The install script will create a database for you if you want, otherwise it will expect that the database 'finances' (or whaterver you provided for mysql_database in the config file) to exist and contain tables accounts and transactions with exactly these schemas:

accounts:

+-------------------+-------------+------+-----+---------+----------------+
| Field             | Type        | Null | Key | Default | Extra          |
+-------------------+-------------+------+-----+---------+----------------+
| id                | int(11)     | NO   | PRI | NULL    | auto_increment |
| plaid_id          | varchar(64) | YES  |     | NULL    |                |
| user              | varchar(64) | YES  |     | NULL    |                |
| available_balance | float       | YES  |     | NULL    |                |
| current_balance   | float       | YES  |     | NULL    |                |
| institution_type  | varchar(64) | YES  |     | NULL    |                |
| name              | varchar(64) | YES  |     | NULL    |                |
| number            | int(11)     | YES  |     | NULL    |                |
| subtype           | varchar(64) | YES  |     | NULL    |                |
| type              | varchar(64) | YES  |     | NULL    |                |
| item              | varchar(64) | YES  |     | NULL    |                |
+-------------------+-------------+------+-----+---------+----------------+

transactions:

+------------------+------------------+------+-----+---------+----------------+
| Field            | Type             | Null | Key | Default | Extra          |
+------------------+------------------+------+-----+---------+----------------+
| id               | int(10) unsigned | NO   | PRI | NULL    | auto_increment |
| posted           | date             | YES  |     | NULL    |                |
| reference_number | text             | YES  |     | NULL    |                |
| payee            | varchar(512)     | YES  |     | NULL    |                |
| amount           | float            | YES  |     | NULL    |                |
| category         | text             | YES  |     | NULL    |                |
| keywords         | text             | YES  |     | NULL    |                |
| pending          | tinyint(1)       | YES  |     | 0       |                |
| plaid_id         | varchar(64)      | YES  |     | NULL    |                |
| plaid_account_id | varchar(64)      | YES  |     | NULL    |                |
+------------------+------------------+------+-----+---------+----------------+

Now go ahead and run the install script!

python install.py

Note: the install script creates a cron job that runs every hour. To change this behavior, answer "no" when the install script asks to automatically install the job, and manually install it with crontab -e. Replace the cron string with something more suitable for your needs. If you need help creating the cron string, this tool is pretty helpful.

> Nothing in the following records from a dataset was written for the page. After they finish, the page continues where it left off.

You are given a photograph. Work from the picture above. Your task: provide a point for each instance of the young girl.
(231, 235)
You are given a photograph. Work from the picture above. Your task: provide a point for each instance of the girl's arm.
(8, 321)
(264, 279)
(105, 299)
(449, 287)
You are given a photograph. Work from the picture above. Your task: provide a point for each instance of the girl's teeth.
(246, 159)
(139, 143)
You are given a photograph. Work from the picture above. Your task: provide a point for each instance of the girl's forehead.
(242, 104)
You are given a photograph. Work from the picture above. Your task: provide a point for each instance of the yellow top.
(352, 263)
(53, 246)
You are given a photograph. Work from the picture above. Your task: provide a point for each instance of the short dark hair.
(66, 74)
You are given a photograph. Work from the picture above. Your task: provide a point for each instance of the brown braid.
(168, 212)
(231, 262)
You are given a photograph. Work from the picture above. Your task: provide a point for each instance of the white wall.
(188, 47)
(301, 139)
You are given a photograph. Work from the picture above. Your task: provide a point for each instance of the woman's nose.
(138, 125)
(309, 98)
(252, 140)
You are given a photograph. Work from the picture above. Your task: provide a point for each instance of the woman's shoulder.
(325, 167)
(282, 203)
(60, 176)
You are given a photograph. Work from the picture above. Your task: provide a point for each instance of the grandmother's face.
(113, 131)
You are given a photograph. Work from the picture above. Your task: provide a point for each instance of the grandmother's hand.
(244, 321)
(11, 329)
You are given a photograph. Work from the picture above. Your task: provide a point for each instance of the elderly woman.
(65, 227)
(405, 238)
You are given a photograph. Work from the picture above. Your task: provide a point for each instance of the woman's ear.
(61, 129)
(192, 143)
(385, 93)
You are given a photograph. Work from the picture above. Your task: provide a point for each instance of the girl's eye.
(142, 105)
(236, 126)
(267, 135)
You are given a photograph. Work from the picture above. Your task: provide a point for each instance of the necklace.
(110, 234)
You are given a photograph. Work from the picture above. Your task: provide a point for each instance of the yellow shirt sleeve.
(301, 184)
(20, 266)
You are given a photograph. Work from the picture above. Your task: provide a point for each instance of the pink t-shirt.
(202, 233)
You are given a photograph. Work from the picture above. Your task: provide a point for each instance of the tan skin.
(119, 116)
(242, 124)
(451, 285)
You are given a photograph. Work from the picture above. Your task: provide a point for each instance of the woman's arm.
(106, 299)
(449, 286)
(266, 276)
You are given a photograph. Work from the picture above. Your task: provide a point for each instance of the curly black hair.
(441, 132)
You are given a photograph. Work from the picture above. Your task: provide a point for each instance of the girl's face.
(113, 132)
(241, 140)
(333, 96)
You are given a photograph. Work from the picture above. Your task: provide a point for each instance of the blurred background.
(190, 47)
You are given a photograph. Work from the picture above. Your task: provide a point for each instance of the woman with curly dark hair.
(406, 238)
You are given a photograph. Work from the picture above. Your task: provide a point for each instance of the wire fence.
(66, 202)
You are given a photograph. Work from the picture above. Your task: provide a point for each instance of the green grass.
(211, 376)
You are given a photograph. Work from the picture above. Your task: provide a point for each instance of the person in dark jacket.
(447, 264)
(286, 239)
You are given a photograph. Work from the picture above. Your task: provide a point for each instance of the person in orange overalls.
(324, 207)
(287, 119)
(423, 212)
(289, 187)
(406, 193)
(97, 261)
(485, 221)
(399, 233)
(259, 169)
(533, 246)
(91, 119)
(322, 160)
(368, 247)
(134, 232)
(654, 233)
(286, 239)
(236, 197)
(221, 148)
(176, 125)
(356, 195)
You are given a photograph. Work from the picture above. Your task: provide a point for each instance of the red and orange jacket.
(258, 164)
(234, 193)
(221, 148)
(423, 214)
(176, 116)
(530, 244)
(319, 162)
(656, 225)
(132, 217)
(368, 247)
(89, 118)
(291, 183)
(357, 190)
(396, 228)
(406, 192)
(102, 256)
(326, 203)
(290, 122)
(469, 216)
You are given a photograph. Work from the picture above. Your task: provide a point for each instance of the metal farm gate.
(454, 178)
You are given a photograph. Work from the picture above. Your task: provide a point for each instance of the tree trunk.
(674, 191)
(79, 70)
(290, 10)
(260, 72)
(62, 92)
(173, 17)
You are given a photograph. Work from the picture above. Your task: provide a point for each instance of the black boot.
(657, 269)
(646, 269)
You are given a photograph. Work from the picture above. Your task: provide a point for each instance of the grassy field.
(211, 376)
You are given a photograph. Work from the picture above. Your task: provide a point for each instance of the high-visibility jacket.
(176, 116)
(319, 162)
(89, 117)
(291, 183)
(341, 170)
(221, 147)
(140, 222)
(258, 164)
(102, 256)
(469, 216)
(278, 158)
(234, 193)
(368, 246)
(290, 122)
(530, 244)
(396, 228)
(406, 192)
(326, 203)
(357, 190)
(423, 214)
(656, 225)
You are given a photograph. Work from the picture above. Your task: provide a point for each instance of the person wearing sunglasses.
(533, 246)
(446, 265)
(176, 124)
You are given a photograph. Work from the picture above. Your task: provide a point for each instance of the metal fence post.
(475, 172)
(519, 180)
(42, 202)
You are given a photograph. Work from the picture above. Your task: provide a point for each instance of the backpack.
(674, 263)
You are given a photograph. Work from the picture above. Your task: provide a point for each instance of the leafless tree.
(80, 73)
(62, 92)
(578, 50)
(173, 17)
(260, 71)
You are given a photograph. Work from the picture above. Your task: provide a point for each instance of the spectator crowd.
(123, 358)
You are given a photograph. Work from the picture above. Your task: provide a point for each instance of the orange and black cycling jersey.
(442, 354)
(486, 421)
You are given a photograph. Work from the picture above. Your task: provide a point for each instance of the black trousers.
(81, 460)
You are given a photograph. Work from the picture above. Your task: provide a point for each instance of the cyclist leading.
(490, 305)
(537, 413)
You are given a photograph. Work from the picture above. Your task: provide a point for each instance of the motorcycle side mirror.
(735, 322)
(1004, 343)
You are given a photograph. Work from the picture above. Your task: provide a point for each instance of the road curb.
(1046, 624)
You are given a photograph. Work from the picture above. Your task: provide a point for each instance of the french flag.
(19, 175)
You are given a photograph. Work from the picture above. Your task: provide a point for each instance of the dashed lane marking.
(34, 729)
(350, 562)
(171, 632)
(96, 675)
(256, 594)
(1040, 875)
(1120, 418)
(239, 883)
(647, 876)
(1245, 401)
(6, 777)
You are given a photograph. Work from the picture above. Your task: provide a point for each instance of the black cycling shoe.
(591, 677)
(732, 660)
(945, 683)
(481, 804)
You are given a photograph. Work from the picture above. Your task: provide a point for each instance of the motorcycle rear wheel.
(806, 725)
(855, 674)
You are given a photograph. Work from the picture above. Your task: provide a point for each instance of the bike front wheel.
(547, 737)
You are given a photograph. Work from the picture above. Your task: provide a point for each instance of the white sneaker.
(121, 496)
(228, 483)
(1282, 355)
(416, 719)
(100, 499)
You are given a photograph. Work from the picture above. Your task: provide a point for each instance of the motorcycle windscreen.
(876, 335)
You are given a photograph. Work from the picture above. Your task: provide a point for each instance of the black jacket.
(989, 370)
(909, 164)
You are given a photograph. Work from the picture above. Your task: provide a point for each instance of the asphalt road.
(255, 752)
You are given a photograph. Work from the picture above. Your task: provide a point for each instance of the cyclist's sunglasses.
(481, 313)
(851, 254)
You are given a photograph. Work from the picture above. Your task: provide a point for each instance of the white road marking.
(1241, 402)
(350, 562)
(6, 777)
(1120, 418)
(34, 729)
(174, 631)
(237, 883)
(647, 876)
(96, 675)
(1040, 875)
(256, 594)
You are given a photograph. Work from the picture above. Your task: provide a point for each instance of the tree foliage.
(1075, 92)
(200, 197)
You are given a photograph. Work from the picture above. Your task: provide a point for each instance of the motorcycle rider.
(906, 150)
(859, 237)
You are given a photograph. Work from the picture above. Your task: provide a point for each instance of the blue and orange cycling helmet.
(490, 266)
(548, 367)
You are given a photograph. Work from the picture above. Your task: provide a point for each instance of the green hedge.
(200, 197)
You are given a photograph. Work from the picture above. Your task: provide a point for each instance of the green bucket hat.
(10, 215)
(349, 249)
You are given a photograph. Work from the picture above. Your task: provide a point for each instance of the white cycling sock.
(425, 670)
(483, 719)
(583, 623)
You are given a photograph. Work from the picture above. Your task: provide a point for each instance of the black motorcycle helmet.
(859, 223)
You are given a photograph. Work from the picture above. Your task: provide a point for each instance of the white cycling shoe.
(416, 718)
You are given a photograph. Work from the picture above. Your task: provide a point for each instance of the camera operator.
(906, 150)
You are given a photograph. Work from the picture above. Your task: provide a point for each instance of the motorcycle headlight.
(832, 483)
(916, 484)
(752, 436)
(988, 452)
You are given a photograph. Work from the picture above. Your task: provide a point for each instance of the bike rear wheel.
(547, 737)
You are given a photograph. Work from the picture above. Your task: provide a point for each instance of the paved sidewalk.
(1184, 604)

Adding Categories and Keywords

If you'd like, you can manually add categories and keywords to each of the produced transactions. Do this by editing the transactions.csv file that's produced. Next time the fetch script is run, these changes will be active in the database. Currently there's no way to get this data, so you'll have to do it manually for now.

Looker

Now, start an instance of Looker, create connection to the database, then a project using that connection. Clone this repo to get the LookML files, and you should be all set to start exploring!

For in-depth documentation on Looker, see here.